A source said CHI Memorial employees on Monday morning were notified of the "internal disaster." The source said it is believed the hack may have come from China.
Hospital officials said, "CHI Memorial’s parent company, CommonSpirit Health, is managing an IT security incident which is impacting some of our facilities. As a precautionary step we have taken certain IT systems offline, which may include electronic health record (EHR) systems and other systems. Our facilities are following existing protocols for system outages and taking steps to minimize the disruption.
"We take our responsibility to ensure the privacy of our patients and IT security very seriously. As a result of this incident, we have rescheduled some patient procedures. Patients will be contacted directly by their provider and/or care facility if their appointment is impacted."

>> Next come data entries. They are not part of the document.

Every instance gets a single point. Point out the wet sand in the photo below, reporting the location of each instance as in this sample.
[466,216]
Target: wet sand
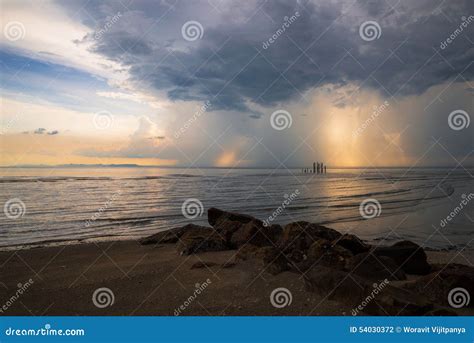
[155,280]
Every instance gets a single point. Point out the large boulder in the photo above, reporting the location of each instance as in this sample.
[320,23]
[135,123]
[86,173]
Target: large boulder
[300,235]
[215,214]
[255,233]
[201,239]
[373,267]
[227,227]
[167,237]
[438,285]
[408,255]
[352,243]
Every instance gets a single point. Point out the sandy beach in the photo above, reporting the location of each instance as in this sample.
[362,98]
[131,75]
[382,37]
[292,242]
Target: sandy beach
[156,280]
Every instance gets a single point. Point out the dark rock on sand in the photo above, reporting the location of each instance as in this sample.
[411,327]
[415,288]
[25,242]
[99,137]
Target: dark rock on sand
[437,285]
[201,239]
[373,267]
[352,243]
[215,214]
[408,255]
[255,233]
[167,237]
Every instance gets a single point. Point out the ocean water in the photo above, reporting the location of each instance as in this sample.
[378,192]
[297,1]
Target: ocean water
[41,206]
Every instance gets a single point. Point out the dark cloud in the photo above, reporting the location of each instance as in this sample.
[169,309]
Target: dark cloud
[230,66]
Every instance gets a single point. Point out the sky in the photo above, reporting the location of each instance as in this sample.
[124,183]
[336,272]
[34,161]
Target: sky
[237,83]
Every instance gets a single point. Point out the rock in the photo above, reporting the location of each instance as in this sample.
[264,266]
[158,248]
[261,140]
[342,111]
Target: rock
[408,255]
[323,252]
[203,264]
[300,235]
[373,267]
[437,285]
[214,214]
[256,234]
[168,236]
[352,243]
[201,239]
[227,227]
[362,295]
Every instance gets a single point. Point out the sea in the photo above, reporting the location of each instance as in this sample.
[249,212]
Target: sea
[433,207]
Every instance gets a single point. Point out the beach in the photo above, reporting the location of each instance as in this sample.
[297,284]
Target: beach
[156,280]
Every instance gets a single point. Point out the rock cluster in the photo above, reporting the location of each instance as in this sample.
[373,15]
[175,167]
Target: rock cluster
[337,266]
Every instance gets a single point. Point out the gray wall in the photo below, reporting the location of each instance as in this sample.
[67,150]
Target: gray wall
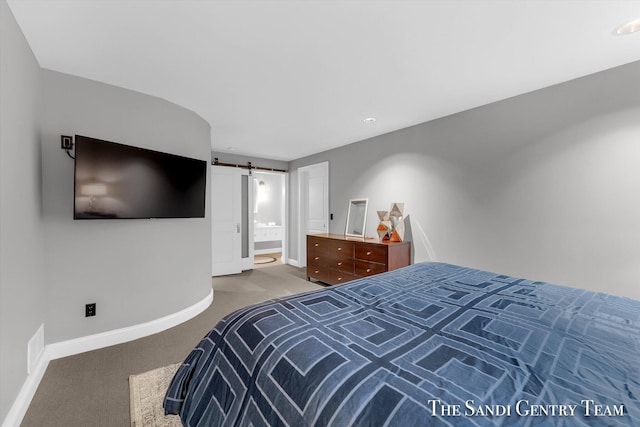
[544,185]
[22,278]
[135,270]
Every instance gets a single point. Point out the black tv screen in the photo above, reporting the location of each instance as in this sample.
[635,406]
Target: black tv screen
[119,181]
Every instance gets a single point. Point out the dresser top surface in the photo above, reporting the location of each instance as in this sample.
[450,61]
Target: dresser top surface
[371,240]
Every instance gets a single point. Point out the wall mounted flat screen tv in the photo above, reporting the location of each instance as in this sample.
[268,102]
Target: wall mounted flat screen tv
[117,181]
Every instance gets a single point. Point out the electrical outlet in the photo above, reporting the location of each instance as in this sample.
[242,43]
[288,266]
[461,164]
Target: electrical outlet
[90,310]
[66,142]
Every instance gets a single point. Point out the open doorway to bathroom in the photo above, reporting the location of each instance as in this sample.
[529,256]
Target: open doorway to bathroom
[269,218]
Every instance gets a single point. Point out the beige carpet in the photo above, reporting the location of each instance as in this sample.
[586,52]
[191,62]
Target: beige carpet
[147,392]
[267,260]
[92,388]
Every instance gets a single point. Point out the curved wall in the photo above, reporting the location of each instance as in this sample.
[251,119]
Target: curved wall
[136,271]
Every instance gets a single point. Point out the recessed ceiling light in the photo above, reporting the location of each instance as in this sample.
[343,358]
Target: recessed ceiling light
[629,27]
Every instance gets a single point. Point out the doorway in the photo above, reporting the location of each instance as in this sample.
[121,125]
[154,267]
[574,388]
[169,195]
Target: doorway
[269,218]
[313,205]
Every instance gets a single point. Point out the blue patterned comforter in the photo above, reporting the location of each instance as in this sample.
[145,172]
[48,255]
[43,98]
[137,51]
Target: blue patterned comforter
[429,344]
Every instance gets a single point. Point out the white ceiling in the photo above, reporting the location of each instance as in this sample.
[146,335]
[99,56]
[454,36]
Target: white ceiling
[285,79]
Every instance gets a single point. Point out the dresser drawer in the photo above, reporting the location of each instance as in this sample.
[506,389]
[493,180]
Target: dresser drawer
[372,253]
[340,249]
[364,268]
[344,264]
[318,273]
[337,277]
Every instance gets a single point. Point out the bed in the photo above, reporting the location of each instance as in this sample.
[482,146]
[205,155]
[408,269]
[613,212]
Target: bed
[429,344]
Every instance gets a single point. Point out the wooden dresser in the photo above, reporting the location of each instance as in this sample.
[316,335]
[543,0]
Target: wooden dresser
[333,258]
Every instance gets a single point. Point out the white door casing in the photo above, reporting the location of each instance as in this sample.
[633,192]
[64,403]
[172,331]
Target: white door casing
[226,218]
[313,186]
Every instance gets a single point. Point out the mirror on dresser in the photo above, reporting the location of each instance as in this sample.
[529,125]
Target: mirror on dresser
[356,218]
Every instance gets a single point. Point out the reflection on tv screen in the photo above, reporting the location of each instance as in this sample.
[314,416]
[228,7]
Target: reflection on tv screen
[120,181]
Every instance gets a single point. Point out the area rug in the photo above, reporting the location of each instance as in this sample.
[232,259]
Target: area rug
[147,392]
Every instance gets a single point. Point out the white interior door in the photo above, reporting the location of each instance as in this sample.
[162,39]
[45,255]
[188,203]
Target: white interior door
[226,217]
[314,204]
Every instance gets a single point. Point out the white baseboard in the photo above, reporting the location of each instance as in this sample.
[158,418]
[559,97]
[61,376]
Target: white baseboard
[94,342]
[26,393]
[130,333]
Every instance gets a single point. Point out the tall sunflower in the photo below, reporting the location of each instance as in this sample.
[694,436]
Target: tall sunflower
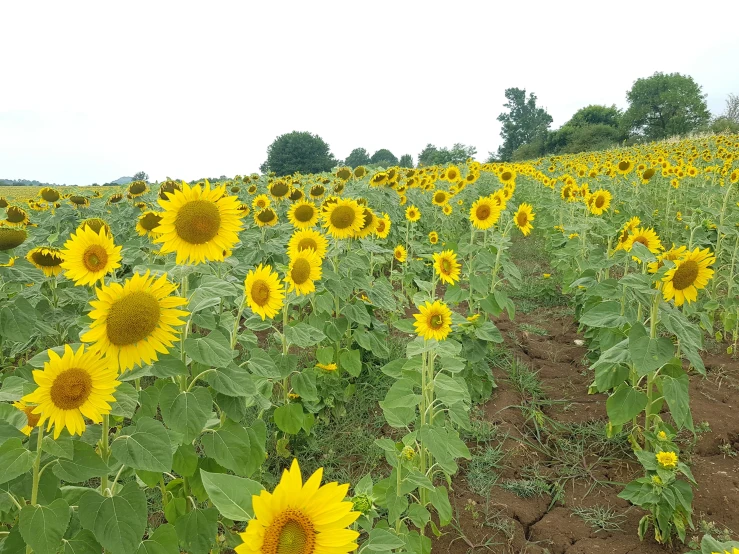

John Anthony Smith, whose Chattanooga-based Conversant Group works to prevent such breaches, said, “I cannot speak to the specific situation at CHI Memorial and CommonSpirit Health; however, my heart is with the IT Professionals, staff members, and executive leadership that are maneuvering these horrific conditions. Threat actors are vicious, and they do not care about the lives they destroy or injure. We, Conversant Group & Fenix24, have faced threat actors in many breaches over our long history, and we understand the pain, damage, and destruction they are capable of. Fenix24 focuses on companies in these situations, like CommonSpirit, to recover from breaches, locate/isolate/eradicate the threat actors, and rebuild/recover systems as needed.
"Unfortunately, most breaches have common causes, and they are largely simple and easily preventable…but, conversely, easily missed. IT Professionals often spend most of their day-to-day “keeping the lights on,” and often do not have the time to make sure every window and door are closed. A carefully orchestrated security management program that evaluates TRUE technical risk is critical. Threat actors do NOT attack an organization’s policies: they attack technical controls and systems orchestration.
"My educated guess is that, like most breaches, this event occurred due to one or more of these common causes:
- Vulnerable / weak / untested recovery systems.
- Poor e-mail filtering defenses.
- Poor credential / identity management or lack of multifactor authentication.
- Limited or poor third party / supply chain management.
- Weak / inadequate endpoint controls.
- Limited or inadequate Security Operation Center services.
- Google Chrome use and/or browser password caching allowed.
- Limited or poor security awareness training.
"Again, my prayers are with those facing many long nights, weeks, and months in recovering from this breach; it isn’t fun. We do this daily; we get in these ditches with our clients - it’s our Good Samaritan value.”